Quickstart Guide#
This guide walks you through launching the Cosmos Embed1 NIM and generating your first text and video embeddings.
Downloading the NIM#
Pull the Cosmos Embed1 NIM container from NGC:
docker pull nvcr.io/nim/nvidia/cosmos-embed1:1.0.0
Launch the NIM#
The following Docker command will launch the NIM with default parameters for the host hardware.
docker run -it --rm --runtime=nvidia --name=cosmos-embed1 --gpus device=0 -p 8000:8000 -e NGC_API_KEY=$NGC_API_KEY nvcr.io/nim/nvidia/cosmos-embed1:1.0.0
Upon successful startup, the NIM will print the following to stdout
:
===============================================================================
NIM Cosmos Embed1 Service Ready!
FastAPI server is now accepting requests
API documentation available at: http://localhost:8000/docs
Health check endpoint: http://localhost:8000/v1/health/ready
===============================================================================
Check the NIM Health#
Invoking with cURL#
To check the health of the NIM using cURL, execute the following command:
curl -X GET http://localhost:8000/v1/health/ready -H 'accept: application/json'
Upon a successful health check, you should receive a JSON response similar to this:
{
"object": "health.response",
"message": "NIM Service is ready"
}
Invoking with Python#
You can also check the NIM health programmatically using Python:
import requests
r = requests.get("http://localhost:8000/v1/health/ready")
if r.status_code == 200:
print("NIM is ready!")
else:
print("NIM not ready:", r.text)
Submit an Embedding Request#
Invoking with cURL#
To submit an embedding request using cURL, send a POST request to the
/v1/embeddings
endpoint with your input data:
curl -X POST http://localhost:8000/v1/embeddings \
-H 'Content-Type: application/json' \
-d '{
"input": [
"The quick brown fox jumps over the lazy dog"
],
"request_type": "query",
"encoding_format": "float",
"model": "nvidia/cosmos-embed1"
}'
Invoking a video query with Python and base64#
import base64
import requests
# Example sample video:
# https://upload.wikimedia.org/wikipedia/commons/3/3d/Branko_Paukovic%2C_javelin_throw.webm
# If needed, from a shell you can download it with one line:
# wget -O javelin_throw.webm "https://upload.wikimedia.org/wikipedia/commons/3/3d/Branko_Paukovic%2C_javelin_throw.webm"
video_file = "./javelin_throw.webm"
# Read the video file in binary mode
with open(video_file, 'rb') as f:
video_bytes = f.read()
video_b64 = base64.b64encode(video_bytes).decode('utf-8')
payload = {
"input": [
f"data:video/webm;base64,{video_b64}"
],
"request_type": "query",
"encoding_format": "float",
"model": "nvidia/cosmos-embed1"
}
r = requests.post("http://localhost:8000/v1/embeddings", json=payload)
print(r.json())
Invoking bulk_video request with Python#
Here’s an example of submitting an embedding request using Python,
specifically for a bulk_video
request type.

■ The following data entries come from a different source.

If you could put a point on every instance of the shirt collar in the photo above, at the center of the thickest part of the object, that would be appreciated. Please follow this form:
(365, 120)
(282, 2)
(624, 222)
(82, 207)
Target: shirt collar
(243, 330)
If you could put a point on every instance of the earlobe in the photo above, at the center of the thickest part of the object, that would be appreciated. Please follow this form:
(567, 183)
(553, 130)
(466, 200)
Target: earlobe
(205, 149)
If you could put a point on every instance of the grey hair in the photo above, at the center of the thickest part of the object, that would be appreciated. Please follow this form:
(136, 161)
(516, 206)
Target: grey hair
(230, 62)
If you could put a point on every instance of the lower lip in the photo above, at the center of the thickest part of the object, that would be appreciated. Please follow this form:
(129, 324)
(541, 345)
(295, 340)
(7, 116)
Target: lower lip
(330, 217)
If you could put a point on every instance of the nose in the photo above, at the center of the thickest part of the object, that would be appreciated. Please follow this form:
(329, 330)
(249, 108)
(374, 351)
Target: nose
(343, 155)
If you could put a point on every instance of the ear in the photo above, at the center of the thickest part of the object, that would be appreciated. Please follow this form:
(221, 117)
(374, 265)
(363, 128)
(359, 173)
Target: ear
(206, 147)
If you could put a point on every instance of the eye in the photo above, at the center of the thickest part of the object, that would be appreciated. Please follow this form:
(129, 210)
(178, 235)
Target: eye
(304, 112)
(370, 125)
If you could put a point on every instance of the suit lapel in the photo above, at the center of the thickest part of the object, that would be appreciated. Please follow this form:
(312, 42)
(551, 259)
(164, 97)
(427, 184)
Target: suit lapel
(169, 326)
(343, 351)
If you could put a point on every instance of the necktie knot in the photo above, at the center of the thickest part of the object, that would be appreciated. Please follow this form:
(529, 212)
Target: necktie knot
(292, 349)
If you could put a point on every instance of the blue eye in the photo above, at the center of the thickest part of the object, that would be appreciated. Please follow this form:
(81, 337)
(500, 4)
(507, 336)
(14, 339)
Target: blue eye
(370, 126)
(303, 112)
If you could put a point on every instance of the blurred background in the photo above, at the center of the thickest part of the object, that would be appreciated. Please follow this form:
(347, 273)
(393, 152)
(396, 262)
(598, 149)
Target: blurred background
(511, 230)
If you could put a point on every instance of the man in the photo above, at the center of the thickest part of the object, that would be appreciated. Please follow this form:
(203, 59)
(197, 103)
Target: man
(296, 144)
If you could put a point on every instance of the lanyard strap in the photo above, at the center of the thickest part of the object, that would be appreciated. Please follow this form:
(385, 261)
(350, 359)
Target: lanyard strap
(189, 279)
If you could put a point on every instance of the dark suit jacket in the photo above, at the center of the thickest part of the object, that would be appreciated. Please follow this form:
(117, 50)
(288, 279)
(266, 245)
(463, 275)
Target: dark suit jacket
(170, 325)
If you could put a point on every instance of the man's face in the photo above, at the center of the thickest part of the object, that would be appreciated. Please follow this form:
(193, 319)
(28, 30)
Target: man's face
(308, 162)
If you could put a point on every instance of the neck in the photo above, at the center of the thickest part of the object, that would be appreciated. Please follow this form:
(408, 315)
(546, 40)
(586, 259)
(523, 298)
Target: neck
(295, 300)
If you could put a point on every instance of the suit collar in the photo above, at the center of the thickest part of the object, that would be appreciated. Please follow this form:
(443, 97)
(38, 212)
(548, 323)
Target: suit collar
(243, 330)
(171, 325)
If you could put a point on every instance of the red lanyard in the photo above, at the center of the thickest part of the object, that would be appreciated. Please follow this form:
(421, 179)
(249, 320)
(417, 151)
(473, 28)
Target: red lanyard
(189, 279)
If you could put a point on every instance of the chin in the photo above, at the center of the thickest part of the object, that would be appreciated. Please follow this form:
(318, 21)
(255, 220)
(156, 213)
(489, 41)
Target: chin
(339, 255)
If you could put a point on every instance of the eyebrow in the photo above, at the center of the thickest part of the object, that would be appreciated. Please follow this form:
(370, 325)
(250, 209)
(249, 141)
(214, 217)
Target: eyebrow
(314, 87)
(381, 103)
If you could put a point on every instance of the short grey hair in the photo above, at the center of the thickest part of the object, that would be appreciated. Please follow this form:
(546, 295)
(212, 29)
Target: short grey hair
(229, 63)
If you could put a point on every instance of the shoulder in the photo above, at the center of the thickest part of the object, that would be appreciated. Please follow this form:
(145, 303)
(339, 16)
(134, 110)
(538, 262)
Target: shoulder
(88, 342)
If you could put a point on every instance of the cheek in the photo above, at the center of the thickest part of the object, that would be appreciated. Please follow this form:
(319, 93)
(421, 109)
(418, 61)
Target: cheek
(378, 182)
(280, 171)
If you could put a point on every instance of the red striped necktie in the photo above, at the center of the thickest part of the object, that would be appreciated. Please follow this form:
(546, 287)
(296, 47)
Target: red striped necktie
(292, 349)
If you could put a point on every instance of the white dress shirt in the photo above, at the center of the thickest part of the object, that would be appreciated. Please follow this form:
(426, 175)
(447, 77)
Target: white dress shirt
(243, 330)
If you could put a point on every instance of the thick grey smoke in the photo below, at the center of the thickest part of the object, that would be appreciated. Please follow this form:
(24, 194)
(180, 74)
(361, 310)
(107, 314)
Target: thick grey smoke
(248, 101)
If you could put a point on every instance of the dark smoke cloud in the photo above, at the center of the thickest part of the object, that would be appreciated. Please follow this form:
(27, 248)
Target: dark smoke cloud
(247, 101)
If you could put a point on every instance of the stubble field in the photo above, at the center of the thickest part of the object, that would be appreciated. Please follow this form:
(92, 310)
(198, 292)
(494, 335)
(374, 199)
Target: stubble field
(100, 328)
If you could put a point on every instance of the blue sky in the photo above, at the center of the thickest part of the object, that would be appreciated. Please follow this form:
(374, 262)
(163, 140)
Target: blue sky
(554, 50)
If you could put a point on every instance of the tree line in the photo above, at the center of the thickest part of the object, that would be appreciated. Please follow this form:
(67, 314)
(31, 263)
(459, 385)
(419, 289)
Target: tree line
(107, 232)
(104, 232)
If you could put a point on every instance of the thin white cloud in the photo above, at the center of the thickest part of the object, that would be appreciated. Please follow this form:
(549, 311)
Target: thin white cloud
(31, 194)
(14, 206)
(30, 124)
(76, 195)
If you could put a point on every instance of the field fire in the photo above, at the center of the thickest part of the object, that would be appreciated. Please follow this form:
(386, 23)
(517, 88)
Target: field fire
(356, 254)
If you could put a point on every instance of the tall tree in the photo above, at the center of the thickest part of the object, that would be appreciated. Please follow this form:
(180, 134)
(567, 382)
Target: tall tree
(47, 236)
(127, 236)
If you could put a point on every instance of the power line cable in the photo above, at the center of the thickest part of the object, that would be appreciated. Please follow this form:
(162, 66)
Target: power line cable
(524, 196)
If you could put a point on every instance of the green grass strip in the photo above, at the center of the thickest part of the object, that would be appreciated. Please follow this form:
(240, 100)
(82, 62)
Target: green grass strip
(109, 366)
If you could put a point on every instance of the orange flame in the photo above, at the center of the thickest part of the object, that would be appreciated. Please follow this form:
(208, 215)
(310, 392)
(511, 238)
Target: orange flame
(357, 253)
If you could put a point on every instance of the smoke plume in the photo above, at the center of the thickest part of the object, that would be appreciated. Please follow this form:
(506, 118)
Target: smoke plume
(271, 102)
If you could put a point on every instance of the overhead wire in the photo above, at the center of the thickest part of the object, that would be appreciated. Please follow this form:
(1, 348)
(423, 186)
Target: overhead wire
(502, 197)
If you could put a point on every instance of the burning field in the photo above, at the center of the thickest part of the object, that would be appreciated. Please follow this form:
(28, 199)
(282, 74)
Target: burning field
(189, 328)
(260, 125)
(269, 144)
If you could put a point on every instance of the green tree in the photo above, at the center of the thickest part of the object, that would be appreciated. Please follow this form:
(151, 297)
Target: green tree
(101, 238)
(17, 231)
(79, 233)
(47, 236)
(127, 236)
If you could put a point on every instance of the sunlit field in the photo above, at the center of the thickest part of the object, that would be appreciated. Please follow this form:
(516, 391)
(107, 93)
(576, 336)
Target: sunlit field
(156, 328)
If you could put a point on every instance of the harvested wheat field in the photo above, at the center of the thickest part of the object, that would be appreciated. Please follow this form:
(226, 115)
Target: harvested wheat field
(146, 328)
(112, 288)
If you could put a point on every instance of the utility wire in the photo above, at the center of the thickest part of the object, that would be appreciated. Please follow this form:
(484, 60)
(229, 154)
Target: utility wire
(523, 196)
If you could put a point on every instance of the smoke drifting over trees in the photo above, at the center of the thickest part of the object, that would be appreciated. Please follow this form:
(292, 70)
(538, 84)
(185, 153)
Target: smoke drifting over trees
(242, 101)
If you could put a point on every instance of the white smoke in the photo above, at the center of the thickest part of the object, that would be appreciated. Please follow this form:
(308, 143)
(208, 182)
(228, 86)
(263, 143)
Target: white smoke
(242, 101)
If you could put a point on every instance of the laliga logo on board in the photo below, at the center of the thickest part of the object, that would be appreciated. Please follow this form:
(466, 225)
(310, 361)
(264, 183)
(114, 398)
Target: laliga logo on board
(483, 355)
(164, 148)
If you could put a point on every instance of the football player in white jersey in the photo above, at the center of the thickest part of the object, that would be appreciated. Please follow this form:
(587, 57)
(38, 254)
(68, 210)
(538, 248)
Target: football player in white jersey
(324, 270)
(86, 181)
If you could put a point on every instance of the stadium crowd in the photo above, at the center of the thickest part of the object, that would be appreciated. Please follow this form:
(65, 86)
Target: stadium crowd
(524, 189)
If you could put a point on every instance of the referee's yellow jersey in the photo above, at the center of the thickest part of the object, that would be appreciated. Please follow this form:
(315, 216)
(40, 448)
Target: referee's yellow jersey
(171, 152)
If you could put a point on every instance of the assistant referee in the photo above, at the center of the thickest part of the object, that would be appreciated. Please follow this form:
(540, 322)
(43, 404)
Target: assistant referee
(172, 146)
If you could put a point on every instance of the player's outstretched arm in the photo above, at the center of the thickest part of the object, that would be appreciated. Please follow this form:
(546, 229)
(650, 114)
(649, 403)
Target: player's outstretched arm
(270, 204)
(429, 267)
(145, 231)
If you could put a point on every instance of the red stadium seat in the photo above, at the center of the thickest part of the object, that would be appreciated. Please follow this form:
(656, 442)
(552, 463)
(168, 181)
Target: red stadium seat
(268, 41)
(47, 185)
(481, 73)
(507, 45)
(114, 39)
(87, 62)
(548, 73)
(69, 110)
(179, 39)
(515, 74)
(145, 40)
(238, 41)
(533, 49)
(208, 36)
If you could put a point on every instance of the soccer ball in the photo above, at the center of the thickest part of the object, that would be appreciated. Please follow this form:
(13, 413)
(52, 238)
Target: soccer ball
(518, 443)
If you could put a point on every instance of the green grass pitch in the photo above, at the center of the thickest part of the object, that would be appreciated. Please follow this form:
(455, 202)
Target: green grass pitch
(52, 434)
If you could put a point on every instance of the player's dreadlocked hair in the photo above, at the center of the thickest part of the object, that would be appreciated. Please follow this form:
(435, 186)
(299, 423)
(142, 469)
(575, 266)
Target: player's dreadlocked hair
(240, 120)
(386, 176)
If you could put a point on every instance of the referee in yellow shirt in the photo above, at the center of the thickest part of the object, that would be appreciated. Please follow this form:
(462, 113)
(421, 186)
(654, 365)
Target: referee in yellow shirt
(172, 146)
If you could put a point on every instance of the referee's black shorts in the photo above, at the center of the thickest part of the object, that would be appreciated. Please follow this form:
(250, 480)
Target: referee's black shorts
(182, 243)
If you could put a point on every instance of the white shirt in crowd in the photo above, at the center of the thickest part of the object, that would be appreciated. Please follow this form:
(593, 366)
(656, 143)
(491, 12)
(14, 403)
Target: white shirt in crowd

This request type
exclusively accepts video URLs. The video URLs must be accessible from
the NIM host system. Up to 64 video URLs can be submitted in a single
request while maintaining optimal performance:
import requests
# Correct example for bulk_video (only video URLs)
payload = {
"input": [
"data:video/webm;presigned_url,<video_url_1>",
"data:video/webm;presigned_url,<video_url_2>"
],
"request_type": "bulk_video",
"encoding_format": "float",
"model": "nvidia/cosmos-embed1"
}
r = requests.post("http://localhost:8000/v1/embeddings", json=payload)
print(r.json())
Stopping the Container#
Use the following commands to stop and remove the running container:
docker stop cosmos-embed1
docker rm cosmos-embed1
Caching the Model#
Create a model cache directory on the host machine:
export LOCAL_NIM_CACHE="$HOME/.cache/cosmos-embed1"
mkdir -p "$LOCAL_NIM_CACHE"
chmod 777 "$LOCAL_NIM_CACHE"
Run the container with the cache directory as a volume mount:
docker run -it --rm --runtime=nvidia --name=cosmos-embed1 --gpus device=0 \
-p 8000:8000 \
-e NGC_API_KEY=$NGC_API_KEY \
-v "$LOCAL_NIM_CACHE:/opt/nim/.cache" \
--shm-size=16g \
--tmpfs /tmp/ram:rw,size=2g \
nvcr.io/nim/nvidia/cosmos-embed1:1.0.0
Note
This example includes --shm-size
and --tmpfs
flags to improve performance. Refer to the Configuring the NIM section
for details on these parameters.